SITUAZIONE PRECARIA – Il centro d’accoglienza per richiedenti asilo (C.a.r.a.) di Siracusa è un luogo di passaggio per alcuni dei profughi sbarcati al porto Grande ai primi di settembre. «Arrivano, si rifocillano e il giorno dopo fanno le valigie» racconta il direttore del centro, Giampiero Parrinello: «La situazione qui è precaria, ma si fa quel che si può». Gli «ospiti» sono schedati con un numero identificativo fornito dalla polizia al momento dello sbarco, accanto ad ogni nome, è scritta la nazionalità e il motivo della fuga dal paese d’origine. «È squallido identificarli con un numero» spiega Parrinello e fa il conteggio degli sbarchi avvenuti da marzo a settembre: «Sono stati in tutto sessantanove». E poi aggiunge amaro: «Si può parlare di uno al giorno».

IL CENTRO – Il centro Umberto I offre una stanza, un letto e pasti caldi. Un grande cortile, tre piani con lunghi corridoi, veri e propri settori-dormitorio. Le condizioni igieniche non sono scadenti nonostante sia un luogo di continuo passaggio, ma c’è tra gli attivisti in visita al centro, chi ricorda di alcune giornate in cui «la pulizia era scarsa». Gli uomini da una parte e le donne dall’altra. I siriani in un piano, gli eritrei in un altro. Stanzoni di cinque o sei posti disponibili in base all’emergenza, nei bagni alcune donne intanto, si occupano del bucato e provano a condurre quella vita che «non è più normale». Non tutte le famiglie accettano di farsi foto segnalare al Cara, alcune scelgono di proseguire il viaggio verso il nord Europa, forse da parenti o alla ricerca di una tranquillità fortemente desiderata. I maggiorenni egiziani invece, sono accompagnanti nei Cie e poi rimpatriati alla svelta.
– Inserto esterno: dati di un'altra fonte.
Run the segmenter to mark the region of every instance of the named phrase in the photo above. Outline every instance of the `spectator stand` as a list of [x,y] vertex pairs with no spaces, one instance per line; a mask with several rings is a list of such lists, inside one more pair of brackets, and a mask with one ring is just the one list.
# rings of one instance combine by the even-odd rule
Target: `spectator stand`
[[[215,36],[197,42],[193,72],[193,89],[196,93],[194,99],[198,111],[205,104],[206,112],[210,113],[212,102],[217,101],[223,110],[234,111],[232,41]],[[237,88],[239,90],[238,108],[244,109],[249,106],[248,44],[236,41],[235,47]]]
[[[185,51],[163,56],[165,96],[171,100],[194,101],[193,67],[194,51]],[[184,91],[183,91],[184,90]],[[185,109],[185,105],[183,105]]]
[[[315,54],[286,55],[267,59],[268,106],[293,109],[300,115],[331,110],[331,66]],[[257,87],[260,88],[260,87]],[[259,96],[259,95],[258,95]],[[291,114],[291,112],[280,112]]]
L’ASSISTENZA – Alcuni siriani preferiscono spostarsi in altri centri e avanzare richiesta di aiuto internazionale. Secondo la prefettura di Siracusa, la spesa di mantenimento per il centro Umberto I, si aggira intorno ai 500.000 euro solo per l’anno in corso. Non poco insomma. Al centro arrivano nuclei familiari e difficilmente minori non accompagnati. Una delegazione di Save The Children, in collaborazione con Unhcr, Oim e Croce Rossa, grazie al progetto «Presidium» è impegnata in consulenze legali agli immigrati fin dal momento dello sbarco. L’attività di monitoraggio degli standard d’accoglienza è rivolto soprattutto ai minori non accompagnati, ma anche a quelli accompagnati dalle famiglie. «Se queste persone restano pochi giorni va bene, altrimenti servono strutture adeguate alle loro esigenze» spiega l’attivista di Save The Children, da mesi attivo al centro.

L’ULTIMA VITTIMA – Nel piazzale dell’Umberto I è quasi ora di pranzo, c’è uno sbarco in corso. In arrivo altri novantaquattro siriani: nuclei famigliari che si aggiungono agli altri centocinque del giorno prima, arrivati su quel barcone«maledetto» che ha riconsegnato l’ennesimo cadavere. Intanto la Polizia distribuisce il pasto ma nel cortile si respira un’aria tesa, drammatica. Ci si organizza per l’ultimo saluto alla donna siriana morta durante l’ultimo sbarco. Il suo corpo giace presso l’obitorio dell’ospedale Umberto I di Siracusa. Il marito e i due figli sono pronti ad andare e versare l’ultima lacrima per lei, per quella madre e donna che ha trovato la morte, e grazie alla donazione dei suoi organi, ha ridato la vita.